Da giornalista-deskista, faccio una cosa che per la stragrande maggioranza dei miei colleghi è una cosa nuova: il telelavoro. Cioè: mi collego ad un server centrale sul quale risiede il software che utilizzo, nella fattispecie software editoriale e così monto una pagina, la scrivo, la titolo.

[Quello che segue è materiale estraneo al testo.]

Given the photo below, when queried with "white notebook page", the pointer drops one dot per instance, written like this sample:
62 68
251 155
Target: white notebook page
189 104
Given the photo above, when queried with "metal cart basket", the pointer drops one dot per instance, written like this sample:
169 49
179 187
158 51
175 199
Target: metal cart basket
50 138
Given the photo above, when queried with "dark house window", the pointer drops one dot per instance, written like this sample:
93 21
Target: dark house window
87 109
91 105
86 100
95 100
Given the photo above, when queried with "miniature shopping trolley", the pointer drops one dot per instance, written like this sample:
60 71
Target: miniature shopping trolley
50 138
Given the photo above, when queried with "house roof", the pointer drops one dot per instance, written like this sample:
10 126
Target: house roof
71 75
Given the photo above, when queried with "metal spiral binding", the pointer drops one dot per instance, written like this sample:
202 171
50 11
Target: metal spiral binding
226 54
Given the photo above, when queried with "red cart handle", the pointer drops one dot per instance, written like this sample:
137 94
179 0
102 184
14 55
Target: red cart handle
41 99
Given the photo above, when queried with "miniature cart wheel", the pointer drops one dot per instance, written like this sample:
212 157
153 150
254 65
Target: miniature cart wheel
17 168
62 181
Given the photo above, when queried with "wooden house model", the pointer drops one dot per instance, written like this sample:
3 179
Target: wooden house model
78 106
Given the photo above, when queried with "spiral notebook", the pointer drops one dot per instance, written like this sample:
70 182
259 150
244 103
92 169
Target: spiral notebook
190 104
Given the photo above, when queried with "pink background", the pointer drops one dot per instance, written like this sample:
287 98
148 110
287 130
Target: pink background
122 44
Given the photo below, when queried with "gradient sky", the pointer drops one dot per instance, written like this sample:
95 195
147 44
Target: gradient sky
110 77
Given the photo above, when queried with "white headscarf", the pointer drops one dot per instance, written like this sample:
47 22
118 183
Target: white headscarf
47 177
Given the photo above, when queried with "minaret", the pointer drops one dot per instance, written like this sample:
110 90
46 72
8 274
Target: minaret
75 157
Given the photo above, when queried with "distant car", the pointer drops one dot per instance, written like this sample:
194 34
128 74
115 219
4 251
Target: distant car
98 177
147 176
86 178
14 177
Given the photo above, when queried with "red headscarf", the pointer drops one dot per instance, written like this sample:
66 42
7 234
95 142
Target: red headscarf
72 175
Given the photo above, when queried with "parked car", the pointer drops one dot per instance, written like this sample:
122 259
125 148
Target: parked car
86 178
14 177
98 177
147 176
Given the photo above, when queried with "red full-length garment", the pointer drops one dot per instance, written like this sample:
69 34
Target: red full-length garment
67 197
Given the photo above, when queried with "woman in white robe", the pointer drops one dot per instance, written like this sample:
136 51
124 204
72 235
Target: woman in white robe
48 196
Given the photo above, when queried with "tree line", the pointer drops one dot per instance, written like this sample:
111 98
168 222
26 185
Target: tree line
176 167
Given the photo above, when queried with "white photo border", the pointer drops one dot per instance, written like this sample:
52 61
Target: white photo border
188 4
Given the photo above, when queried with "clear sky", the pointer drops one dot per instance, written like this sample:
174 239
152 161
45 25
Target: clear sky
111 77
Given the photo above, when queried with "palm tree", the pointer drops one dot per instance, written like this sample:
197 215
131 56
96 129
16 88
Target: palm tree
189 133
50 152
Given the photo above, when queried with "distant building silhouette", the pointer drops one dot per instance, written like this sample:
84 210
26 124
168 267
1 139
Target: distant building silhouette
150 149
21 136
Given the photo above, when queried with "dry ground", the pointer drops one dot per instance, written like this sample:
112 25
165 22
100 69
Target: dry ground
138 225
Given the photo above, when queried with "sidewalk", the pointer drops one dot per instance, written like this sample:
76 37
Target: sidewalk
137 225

Negli otto anni precedenti, salvo un periodo da figlio di nessuno, di abusivo (ovvero appestato, cioè non puoi entrare in redazione altrimenti loro passano i guai e così scrivi da casa a spese tue al 100 %) ho sempre lavorato avendo una redazione come punto di appoggio fisico.

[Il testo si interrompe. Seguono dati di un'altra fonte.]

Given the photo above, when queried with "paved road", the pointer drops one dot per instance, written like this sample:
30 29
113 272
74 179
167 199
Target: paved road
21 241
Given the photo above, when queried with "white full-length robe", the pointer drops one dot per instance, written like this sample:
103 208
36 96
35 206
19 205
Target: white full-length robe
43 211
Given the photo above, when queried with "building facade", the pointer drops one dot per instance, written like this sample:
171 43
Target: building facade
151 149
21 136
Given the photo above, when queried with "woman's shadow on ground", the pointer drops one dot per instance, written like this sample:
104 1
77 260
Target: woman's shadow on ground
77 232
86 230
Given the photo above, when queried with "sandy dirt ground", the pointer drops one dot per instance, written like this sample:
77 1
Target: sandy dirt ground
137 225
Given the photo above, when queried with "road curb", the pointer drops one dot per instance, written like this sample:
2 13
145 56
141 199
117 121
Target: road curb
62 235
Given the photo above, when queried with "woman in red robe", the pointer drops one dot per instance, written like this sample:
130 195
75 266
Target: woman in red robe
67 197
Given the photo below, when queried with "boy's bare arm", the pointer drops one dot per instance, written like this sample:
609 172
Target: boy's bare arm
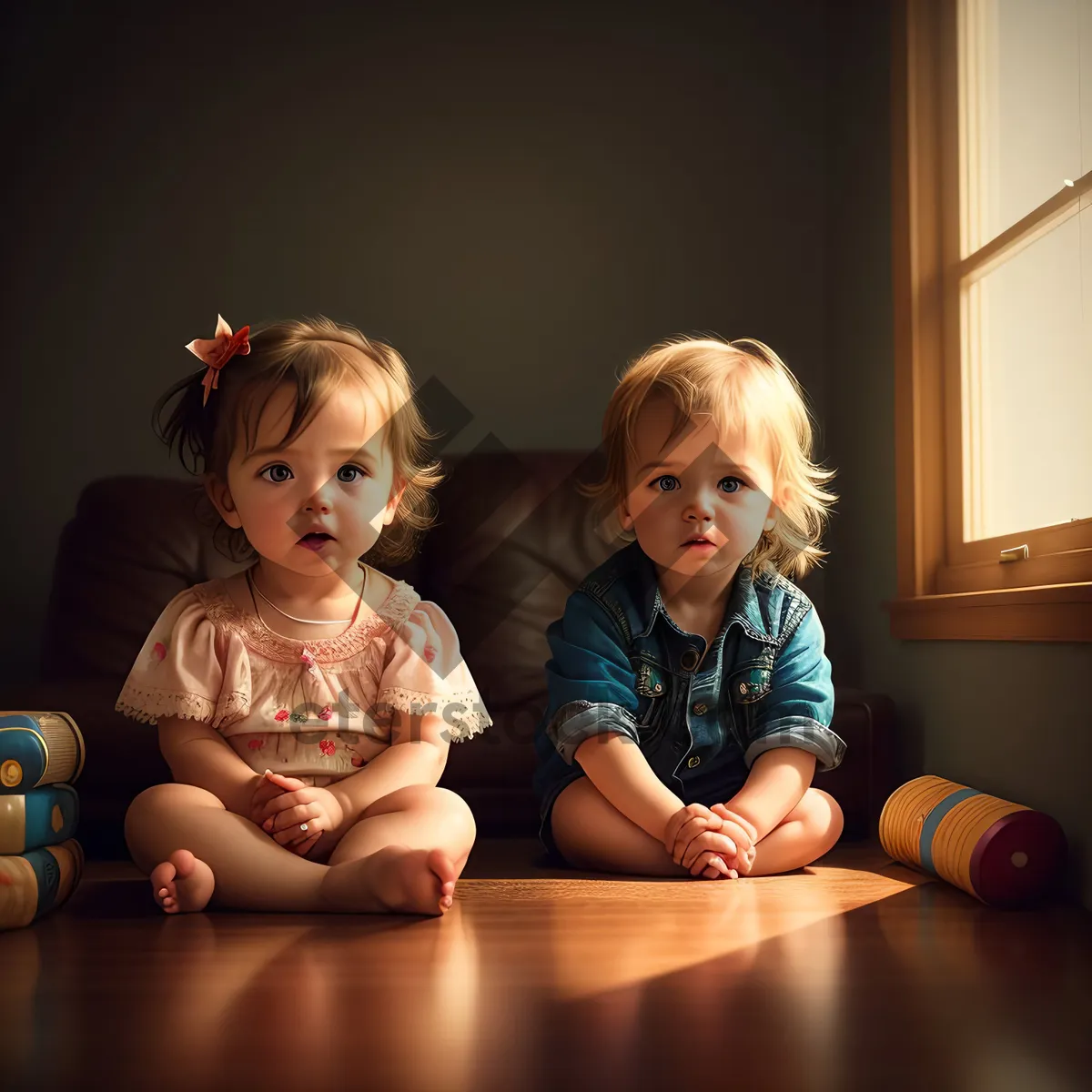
776 784
199 754
622 774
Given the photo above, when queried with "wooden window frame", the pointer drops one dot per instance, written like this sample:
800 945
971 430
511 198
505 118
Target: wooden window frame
949 589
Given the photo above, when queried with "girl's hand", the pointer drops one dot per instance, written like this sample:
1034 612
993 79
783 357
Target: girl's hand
298 804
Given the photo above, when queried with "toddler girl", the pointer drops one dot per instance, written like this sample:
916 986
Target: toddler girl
305 705
691 642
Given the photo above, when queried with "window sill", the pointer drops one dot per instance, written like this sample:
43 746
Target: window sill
1046 612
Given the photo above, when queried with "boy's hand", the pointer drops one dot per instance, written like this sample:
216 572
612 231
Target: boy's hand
694 838
743 831
686 824
282 816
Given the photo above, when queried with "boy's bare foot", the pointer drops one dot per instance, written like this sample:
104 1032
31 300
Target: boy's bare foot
183 884
394 879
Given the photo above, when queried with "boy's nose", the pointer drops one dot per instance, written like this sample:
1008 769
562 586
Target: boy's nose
699 511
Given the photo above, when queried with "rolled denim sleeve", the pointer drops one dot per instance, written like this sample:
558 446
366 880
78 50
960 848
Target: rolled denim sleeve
798 709
589 678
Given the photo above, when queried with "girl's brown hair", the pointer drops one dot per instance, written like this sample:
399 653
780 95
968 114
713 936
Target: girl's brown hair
317 356
743 385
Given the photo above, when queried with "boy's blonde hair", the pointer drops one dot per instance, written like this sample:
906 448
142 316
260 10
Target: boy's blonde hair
316 356
743 385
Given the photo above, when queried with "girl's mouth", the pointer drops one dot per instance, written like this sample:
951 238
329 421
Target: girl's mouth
315 541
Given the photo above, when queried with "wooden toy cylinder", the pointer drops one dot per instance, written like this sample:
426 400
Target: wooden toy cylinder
1003 853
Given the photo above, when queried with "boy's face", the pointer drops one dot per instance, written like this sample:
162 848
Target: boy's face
699 501
337 476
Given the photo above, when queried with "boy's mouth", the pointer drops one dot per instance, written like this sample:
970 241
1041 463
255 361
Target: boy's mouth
700 543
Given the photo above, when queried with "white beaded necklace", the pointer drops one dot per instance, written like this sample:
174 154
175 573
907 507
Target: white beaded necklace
309 622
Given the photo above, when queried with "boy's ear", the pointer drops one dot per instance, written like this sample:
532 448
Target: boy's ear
221 498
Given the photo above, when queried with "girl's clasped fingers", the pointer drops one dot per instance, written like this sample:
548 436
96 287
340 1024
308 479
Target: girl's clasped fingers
287 827
287 802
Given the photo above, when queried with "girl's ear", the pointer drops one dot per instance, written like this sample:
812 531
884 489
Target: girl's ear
392 505
221 498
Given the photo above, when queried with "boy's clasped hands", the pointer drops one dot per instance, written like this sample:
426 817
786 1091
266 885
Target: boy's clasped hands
714 844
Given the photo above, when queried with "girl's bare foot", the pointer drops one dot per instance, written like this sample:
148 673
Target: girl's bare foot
394 879
183 884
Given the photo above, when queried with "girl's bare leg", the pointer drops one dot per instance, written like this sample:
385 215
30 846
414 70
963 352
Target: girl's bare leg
425 834
196 850
804 835
593 834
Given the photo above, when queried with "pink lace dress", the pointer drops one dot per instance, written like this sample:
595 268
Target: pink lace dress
317 710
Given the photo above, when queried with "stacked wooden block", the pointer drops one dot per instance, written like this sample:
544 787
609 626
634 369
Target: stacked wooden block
41 861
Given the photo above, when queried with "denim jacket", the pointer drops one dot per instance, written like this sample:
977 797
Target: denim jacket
621 664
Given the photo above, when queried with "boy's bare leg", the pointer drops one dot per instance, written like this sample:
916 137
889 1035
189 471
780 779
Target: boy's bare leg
804 835
591 834
196 850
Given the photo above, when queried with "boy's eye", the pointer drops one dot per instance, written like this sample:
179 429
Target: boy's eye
349 473
274 473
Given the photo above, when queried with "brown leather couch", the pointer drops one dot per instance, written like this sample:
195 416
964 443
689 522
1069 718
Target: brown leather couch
514 539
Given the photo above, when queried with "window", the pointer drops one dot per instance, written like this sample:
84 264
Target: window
992 202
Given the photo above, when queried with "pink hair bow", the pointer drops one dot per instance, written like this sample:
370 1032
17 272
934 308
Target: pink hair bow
217 350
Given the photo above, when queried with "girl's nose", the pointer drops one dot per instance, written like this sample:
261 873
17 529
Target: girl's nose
319 501
700 509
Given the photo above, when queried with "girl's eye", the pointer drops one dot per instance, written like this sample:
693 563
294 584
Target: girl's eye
349 473
273 473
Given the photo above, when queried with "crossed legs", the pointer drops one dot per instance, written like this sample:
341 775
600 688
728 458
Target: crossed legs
592 834
403 855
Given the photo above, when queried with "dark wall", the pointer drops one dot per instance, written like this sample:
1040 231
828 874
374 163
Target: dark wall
518 202
1010 719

Vabbè, tutta sta tiritera per tracciare un piccolo bilancio:

Cose buone del telelavoro

1. Pranzo (o almeno la cena) ad orari accettabili.
2. La privacy del tuo computer coi cazzi tuoi dentro, senza che nessuno mette becco.
3. Non ci sono colleghi cagacazzi che non hai voglia di vedere e che sei costretto a vedere
4. Eventuali porcate redazionali ti appaiono attutite, ammorbidite.
5. Se ti fanno male i piedi, ti metti i calzerotti con l’orsacchiotto e nessuno ti rompe le palle.
6. Se piove la sera non hai il problema che ti sei scordato l’ombrello.
7. Se hai il wireless, puoi scrivere pure da un letto a baldacchino.
9. Ti responsabilizza enormemente sulla fattura del prodotto.
10. Non c’è il fottuto collega che ti ruba le penne dalla scrivania.

Cose cattive del telelavoro

1. Se fai l’errore di mangiare prima di aver finito il lavoro, ti strafoghi come un suino berbero.
2. Avrai pure il tuo computer ma cazzo, consumi la tua bolletta enel.
3. Non puoi fare i gavettoni il 15 agosto in redazione, nè provare l’ebbrezza di un omicidio a mezzanotte
4. Le dinamiche redazionali sono lontane, fai più fatica a capire cosa succede
5. Non chiami più il bar per il caffè ma devi fartelo tu (eccheppalle).
6. Quando scendi, devi tornare a casa. Che è sempre più lontana in qualsiasi posto tu vada.
7. Non puoi più stringere nuove amicizie interne all’azienda, o almeno è più difficile.
9. Con 2 telefoni cellulari, 1 telefono fisso, 1 skype, 2 mail ti esaurisci forte.
10. Non ti arriva più la strenna di Natale e di Pasqua!